Pattern (mirror existing OpenAI/Vertex image-gen tests):
{
category: "Image Generation",
name: "<Provider> dall-e-equivalent generates PNG",
fn: async () => {
if (!process.env.<NAME>_API_KEY) return true;
const nl = new NeuroLink();
const result = await nl.generate({
provider: "<provider-name>",
model: "<provider>-image-model-id",
input: { text: "A peaceful mountain landscape" },
});
assert(result.imageOutput?.imageBuffer, "no image output");
// Validate PNG magic bytes
const head = result.imageOutput.imageBuffer.subarray(0, 4);
assert(head[0] === 0x89 && head[1] === 0x50, "not a valid PNG");
return true;
},
},
Also add a test for image-to-image (reference images):
{
name: "<Provider> image-to-image with reference",
fn: async () => {
if (!process.env.<NAME>_API_KEY) return true;
const ref = await fs.readFile("test/fixtures/style-reference.jpg");
const nl = new NeuroLink();
const result = await nl.generate({
provider: "<provider-name>",
model: "<provider>-image-model-id",
input: { text: "A portrait in this art style", images: [ref] },
});
assert(result.imageOutput?.imageBuffer);
return true;
},
},
§B — Image-only provider (no chat)
Same as §A but the provider class:
- Returns
falsefromsupportsTools()(image gen doesn't tool-call). - Either omits
executeStream(if you also want it to refuse text gen) or surfaces a friendly error. - Has its
executeImageGenerationas the primary entry point.

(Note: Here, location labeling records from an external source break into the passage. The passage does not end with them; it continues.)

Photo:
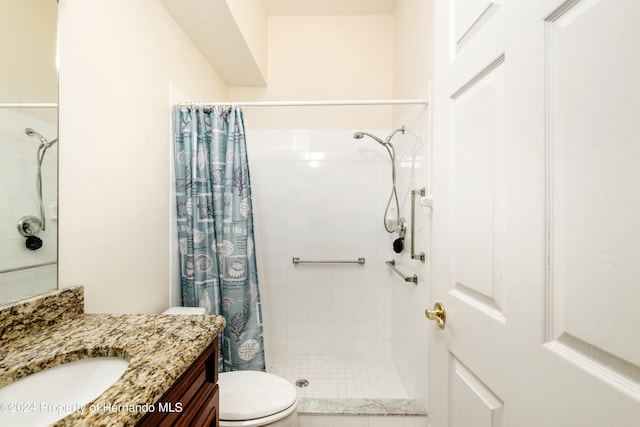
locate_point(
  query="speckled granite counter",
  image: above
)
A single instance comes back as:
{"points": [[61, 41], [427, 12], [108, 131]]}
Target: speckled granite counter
{"points": [[36, 335]]}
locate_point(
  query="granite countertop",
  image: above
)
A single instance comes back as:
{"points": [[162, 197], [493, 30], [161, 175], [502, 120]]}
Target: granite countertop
{"points": [[159, 349]]}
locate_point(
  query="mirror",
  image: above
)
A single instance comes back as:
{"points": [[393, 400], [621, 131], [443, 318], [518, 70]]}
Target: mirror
{"points": [[28, 148]]}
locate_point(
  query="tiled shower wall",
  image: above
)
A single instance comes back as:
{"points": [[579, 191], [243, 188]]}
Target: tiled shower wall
{"points": [[18, 168], [321, 195]]}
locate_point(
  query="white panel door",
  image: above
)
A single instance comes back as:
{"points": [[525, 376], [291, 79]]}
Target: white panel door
{"points": [[536, 221]]}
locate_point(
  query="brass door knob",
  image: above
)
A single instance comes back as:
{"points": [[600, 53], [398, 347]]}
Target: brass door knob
{"points": [[438, 314]]}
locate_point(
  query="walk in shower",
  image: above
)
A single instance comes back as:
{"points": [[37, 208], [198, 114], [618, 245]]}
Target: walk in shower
{"points": [[319, 195]]}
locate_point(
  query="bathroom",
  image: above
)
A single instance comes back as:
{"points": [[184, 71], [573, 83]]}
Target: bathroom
{"points": [[124, 64]]}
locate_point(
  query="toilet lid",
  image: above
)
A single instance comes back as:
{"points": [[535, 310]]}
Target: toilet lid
{"points": [[246, 395]]}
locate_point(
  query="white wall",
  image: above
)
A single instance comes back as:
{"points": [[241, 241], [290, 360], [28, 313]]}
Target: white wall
{"points": [[120, 62], [320, 194], [413, 73]]}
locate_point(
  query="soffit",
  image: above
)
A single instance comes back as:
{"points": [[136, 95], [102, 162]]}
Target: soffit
{"points": [[329, 7]]}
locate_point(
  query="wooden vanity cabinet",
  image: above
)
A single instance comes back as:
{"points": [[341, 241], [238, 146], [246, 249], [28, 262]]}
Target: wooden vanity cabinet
{"points": [[193, 400]]}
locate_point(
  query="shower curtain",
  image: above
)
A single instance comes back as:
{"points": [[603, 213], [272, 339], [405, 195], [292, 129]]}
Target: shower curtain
{"points": [[218, 269]]}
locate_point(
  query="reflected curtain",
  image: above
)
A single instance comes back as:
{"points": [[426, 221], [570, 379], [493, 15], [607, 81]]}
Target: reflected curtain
{"points": [[218, 269]]}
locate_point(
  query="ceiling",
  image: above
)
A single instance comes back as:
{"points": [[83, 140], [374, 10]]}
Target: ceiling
{"points": [[330, 7]]}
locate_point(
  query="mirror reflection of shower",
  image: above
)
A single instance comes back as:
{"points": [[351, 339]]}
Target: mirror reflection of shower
{"points": [[393, 197], [42, 149]]}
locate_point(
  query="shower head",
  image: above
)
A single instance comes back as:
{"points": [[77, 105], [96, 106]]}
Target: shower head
{"points": [[43, 140], [401, 130], [387, 140], [360, 135]]}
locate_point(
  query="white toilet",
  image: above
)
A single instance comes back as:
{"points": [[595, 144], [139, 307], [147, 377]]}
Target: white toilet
{"points": [[252, 398], [256, 399]]}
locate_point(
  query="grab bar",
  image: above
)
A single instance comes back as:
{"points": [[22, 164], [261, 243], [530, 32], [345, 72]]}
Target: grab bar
{"points": [[414, 193], [413, 279], [296, 260], [27, 267]]}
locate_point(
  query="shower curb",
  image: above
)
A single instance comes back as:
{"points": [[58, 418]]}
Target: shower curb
{"points": [[371, 406]]}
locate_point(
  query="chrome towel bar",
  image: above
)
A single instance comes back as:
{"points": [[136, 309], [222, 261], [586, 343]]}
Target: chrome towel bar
{"points": [[415, 193], [296, 260], [26, 267], [411, 279]]}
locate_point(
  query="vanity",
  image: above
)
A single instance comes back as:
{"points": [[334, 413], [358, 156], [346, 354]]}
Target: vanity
{"points": [[171, 377]]}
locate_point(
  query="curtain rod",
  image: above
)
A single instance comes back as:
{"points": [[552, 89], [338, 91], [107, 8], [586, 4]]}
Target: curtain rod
{"points": [[312, 103], [29, 105]]}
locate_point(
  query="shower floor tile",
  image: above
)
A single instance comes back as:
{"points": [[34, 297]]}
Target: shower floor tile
{"points": [[341, 377]]}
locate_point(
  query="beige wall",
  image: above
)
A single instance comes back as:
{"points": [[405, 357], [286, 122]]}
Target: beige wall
{"points": [[325, 58], [122, 65], [28, 51]]}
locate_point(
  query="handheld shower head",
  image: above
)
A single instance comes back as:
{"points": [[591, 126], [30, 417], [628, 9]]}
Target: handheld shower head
{"points": [[43, 140], [360, 135], [401, 130], [31, 132]]}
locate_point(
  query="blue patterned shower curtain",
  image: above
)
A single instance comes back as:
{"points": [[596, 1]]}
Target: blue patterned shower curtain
{"points": [[218, 268]]}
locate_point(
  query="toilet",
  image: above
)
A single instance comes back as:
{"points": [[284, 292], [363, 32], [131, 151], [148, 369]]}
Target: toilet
{"points": [[256, 399], [252, 398]]}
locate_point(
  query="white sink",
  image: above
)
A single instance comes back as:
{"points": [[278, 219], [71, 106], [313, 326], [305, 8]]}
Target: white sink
{"points": [[45, 397]]}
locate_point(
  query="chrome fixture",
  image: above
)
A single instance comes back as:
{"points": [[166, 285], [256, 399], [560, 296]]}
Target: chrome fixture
{"points": [[411, 279], [44, 145], [386, 143], [421, 256], [296, 260]]}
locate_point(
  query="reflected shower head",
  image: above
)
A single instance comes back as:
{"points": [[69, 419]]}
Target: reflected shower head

The BaseProvider.runGenerateInActiveContext flow already handles this: when the model matches IMAGE_GENERATION_MODELS, it short-circuits to executeImageGeneration and the executeStream path is skipped.
If your provider's only API is image-gen (no /v1/chat/completions equivalent at all), implement a stub executeStream that throws:
protected async executeStream(): Promise<StreamResult> {
throw new NeuroLinkError({
code: "STABILITY_NO_TEXT_GEN",
message: "Stability AI provider supports image generation only. Use a model name matching IMAGE_GENERATION_MODELS.",
category: ErrorCategory.VALIDATION,
severity: ErrorSeverity.MEDIUM,
retriable: false,
});
}
This is suboptimal because the dispatch happens before this error fires (the provider tries to construct the AI SDK model first). For the cleanest experience, skip getAISDKModel overrides and write a fully custom BaseProvider subclass — see src/lib/providers/sagemaker/ for the multi-file pattern (SageMaker has similar shape: not all SageMaker endpoints support all completion variants).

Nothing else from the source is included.